Bug 149170 - Honor isolate bidi unicode codepoints
Summary: Honor isolate bidi unicode codepoints
Status: RESOLVED DUPLICATE of bug 178960
Alias: None
Product: WebKit
Classification: Unclassified
Component: Text (show other bugs)
Version: WebKit Nightly Build
Hardware: Unspecified Unspecified
: P2 Normal
Assignee: Myles C. Maxfield
URL:
Keywords: InRadar
Depends on: 158749
Blocks:
  Show dependency treegraph
 
Reported: 2015-09-15 10:51 PDT by Myles C. Maxfield
Modified: 2018-08-27 11:47 PDT (History)
12 users (show)

See Also:


Attachments
WIP (3.99 KB, patch)
2016-06-14 00:59 PDT, Myles C. Maxfield
no flags Details | Formatted Diff | Diff
Example (129 bytes, text/html)
2016-06-14 01:33 PDT, Myles C. Maxfield
no flags Details
Example 2 (187 bytes, text/html)
2016-06-14 01:38 PDT, Myles C. Maxfield
no flags Details
Patch (10.58 KB, patch)
2016-06-14 02:35 PDT, Myles C. Maxfield
simon.fraser: review+
Details | Formatted Diff | Diff
Patch for committing (11.02 KB, patch)
2016-06-14 20:34 PDT, Myles C. Maxfield
no flags Details | Formatted Diff | Diff

Note You need to log in before you can comment on or make changes to this bug.
Description Myles C. Maxfield 2015-09-15 10:51:12 PDT
Currently, our isolation logic only works on a RenderElement level.
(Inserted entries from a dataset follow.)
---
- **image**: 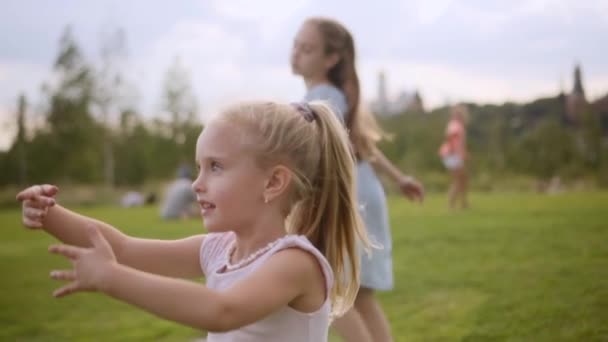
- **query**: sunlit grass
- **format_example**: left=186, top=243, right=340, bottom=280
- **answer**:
left=1, top=191, right=607, bottom=341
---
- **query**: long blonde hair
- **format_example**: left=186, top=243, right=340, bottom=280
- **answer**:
left=306, top=17, right=388, bottom=159
left=220, top=100, right=370, bottom=318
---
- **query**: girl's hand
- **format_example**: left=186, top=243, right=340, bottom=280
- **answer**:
left=16, top=184, right=58, bottom=229
left=398, top=175, right=425, bottom=203
left=49, top=224, right=117, bottom=298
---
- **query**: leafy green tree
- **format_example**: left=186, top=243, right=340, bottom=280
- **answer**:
left=45, top=27, right=102, bottom=183
left=94, top=27, right=129, bottom=188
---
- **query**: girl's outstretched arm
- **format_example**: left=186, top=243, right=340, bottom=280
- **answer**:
left=17, top=184, right=205, bottom=278
left=368, top=147, right=425, bottom=202
left=50, top=228, right=321, bottom=332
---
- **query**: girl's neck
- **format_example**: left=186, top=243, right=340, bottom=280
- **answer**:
left=304, top=75, right=331, bottom=90
left=232, top=215, right=287, bottom=263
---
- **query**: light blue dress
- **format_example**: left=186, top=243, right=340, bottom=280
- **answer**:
left=305, top=84, right=393, bottom=290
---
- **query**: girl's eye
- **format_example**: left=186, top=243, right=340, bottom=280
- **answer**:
left=211, top=161, right=222, bottom=171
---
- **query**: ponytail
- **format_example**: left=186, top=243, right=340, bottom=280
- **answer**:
left=287, top=101, right=369, bottom=318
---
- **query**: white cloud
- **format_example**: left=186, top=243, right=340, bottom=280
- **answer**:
left=131, top=20, right=246, bottom=117
left=0, top=0, right=606, bottom=132
left=133, top=18, right=305, bottom=122
left=0, top=61, right=52, bottom=152
left=209, top=0, right=309, bottom=21
left=0, top=61, right=50, bottom=104
left=399, top=0, right=455, bottom=26
left=208, top=0, right=310, bottom=42
left=455, top=4, right=513, bottom=38
left=199, top=64, right=304, bottom=122
left=153, top=20, right=247, bottom=63
left=582, top=75, right=608, bottom=101
left=515, top=0, right=608, bottom=25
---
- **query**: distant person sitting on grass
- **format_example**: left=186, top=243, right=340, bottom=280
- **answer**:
left=160, top=165, right=197, bottom=220
left=120, top=191, right=145, bottom=208
left=16, top=100, right=371, bottom=342
left=121, top=191, right=157, bottom=208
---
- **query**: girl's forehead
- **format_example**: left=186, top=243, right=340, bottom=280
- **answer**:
left=297, top=23, right=321, bottom=42
left=196, top=121, right=252, bottom=154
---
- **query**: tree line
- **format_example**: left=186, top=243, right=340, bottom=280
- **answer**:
left=2, top=27, right=607, bottom=190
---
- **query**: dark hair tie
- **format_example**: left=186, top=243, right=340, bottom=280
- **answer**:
left=290, top=102, right=317, bottom=123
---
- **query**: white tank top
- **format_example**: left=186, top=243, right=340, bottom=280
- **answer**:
left=199, top=232, right=334, bottom=342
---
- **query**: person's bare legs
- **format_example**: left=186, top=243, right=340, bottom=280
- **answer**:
left=449, top=168, right=469, bottom=210
left=354, top=287, right=393, bottom=342
left=459, top=168, right=469, bottom=209
left=332, top=307, right=373, bottom=342
left=448, top=169, right=459, bottom=209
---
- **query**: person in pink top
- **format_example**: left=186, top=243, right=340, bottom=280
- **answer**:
left=439, top=104, right=469, bottom=209
left=16, top=100, right=371, bottom=342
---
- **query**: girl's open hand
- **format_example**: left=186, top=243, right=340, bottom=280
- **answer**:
left=16, top=184, right=58, bottom=229
left=49, top=224, right=117, bottom=298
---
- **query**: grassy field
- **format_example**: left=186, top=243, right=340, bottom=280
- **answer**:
left=1, top=191, right=607, bottom=341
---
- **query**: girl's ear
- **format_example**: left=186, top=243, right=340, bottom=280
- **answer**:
left=263, top=165, right=292, bottom=203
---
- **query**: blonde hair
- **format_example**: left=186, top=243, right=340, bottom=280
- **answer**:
left=451, top=103, right=469, bottom=123
left=305, top=17, right=389, bottom=159
left=219, top=100, right=370, bottom=318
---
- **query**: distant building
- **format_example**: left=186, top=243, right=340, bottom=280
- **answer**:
left=370, top=70, right=424, bottom=116
left=565, top=64, right=588, bottom=123
left=376, top=71, right=389, bottom=114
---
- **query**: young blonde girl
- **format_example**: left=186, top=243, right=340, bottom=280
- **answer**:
left=17, top=101, right=369, bottom=342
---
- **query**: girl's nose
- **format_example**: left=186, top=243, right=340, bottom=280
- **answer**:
left=192, top=174, right=206, bottom=193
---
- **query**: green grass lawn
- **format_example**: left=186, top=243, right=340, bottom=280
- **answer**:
left=1, top=192, right=607, bottom=341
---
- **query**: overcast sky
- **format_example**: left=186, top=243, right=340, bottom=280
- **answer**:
left=1, top=0, right=607, bottom=149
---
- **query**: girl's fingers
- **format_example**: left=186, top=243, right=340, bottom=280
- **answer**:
left=53, top=282, right=81, bottom=298
left=22, top=197, right=55, bottom=228
left=16, top=185, right=45, bottom=201
left=40, top=184, right=59, bottom=197
left=402, top=184, right=424, bottom=203
left=23, top=198, right=45, bottom=210
left=24, top=206, right=45, bottom=220
left=22, top=196, right=55, bottom=216
left=16, top=187, right=37, bottom=201
left=16, top=184, right=58, bottom=202
left=50, top=270, right=76, bottom=281
left=48, top=244, right=84, bottom=260
left=23, top=207, right=45, bottom=228
left=33, top=195, right=56, bottom=207
left=23, top=218, right=43, bottom=228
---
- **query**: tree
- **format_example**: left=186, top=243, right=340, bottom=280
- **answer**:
left=0, top=94, right=28, bottom=186
left=162, top=58, right=198, bottom=139
left=113, top=109, right=150, bottom=185
left=94, top=27, right=130, bottom=188
left=16, top=94, right=27, bottom=185
left=159, top=57, right=200, bottom=166
left=45, top=26, right=101, bottom=183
It should work inside a single RenderText too.
Comment 1 Radar WebKit Bug Importer 2015-09-15 10:51:51 PDT
<rdar://problem/22704517>
Comment 2 Myles C. Maxfield 2016-06-13 16:31:09 PDT
InlineBidiResolver::appendRun() will need to be fixed up, and potentially much more.
Comment 3 Myles C. Maxfield 2016-06-14 00:39:08 PDT
Currently, BidiResolverBase::createBidiRunsForLine() has no concept of U_RIGHT_TO_LEFT_ISOLATE. Because it doesn't appear as a case in any switch statements, the default is getting hit, which means we seem to ignore it completely (for the purposes of bidi).
Comment 4 Myles C. Maxfield 2016-06-14 00:45:15 PDT
These isolate characters don't force the complex text code path.
Comment 5 Myles C. Maxfield 2016-06-14 00:59:55 PDT
Created attachment 281243 [details]
WIP
Comment 6 Myles C. Maxfield 2016-06-14 01:33:00 PDT
Created attachment 281245 [details]
Example
Comment 7 Myles C. Maxfield 2016-06-14 01:38:16 PDT
Created attachment 281247 [details]
Example 2
Comment 8 Myles C. Maxfield 2016-06-14 02:19:10 PDT
Example 2 is explained by us not understanding how to deal with isolate characters inside BidiResolverBase::createBidiRunsForLine(). In particular, we have this general structure:

UCharDirection last = ...
while(true) {
    UCharDirection direction = u_charDirection(c);
    switch (direction) {
    case U_LEFT_TO_RIGHT:
        switch (last) {
        default:
            break;
        }
    case U_RIGHT_TO_LEFT:
        ...
    case U_WHITE_SPACE_NEUTRAL:
    default:
        break;
    }

    last = direction;
}

So, if the pattern of directions is:
U_RIGHT_TO_LEFT U_WHITE_SPACE_NEUTRAL U_FIRST_STRONG_ISOLATE U_LEFT_TO_RIGHT

When we hit the U_FIRST_STRONG_ISOLATE, we hit the outer default:. Then we set last = U_FIRST_STRONG_ISOLATE, and the next character is U_LEFT_TO_RIGHT, so we end up hitting the inner default:. So then we keep going, and never emit the run for the U_RIGHT_TO_LEFT parts.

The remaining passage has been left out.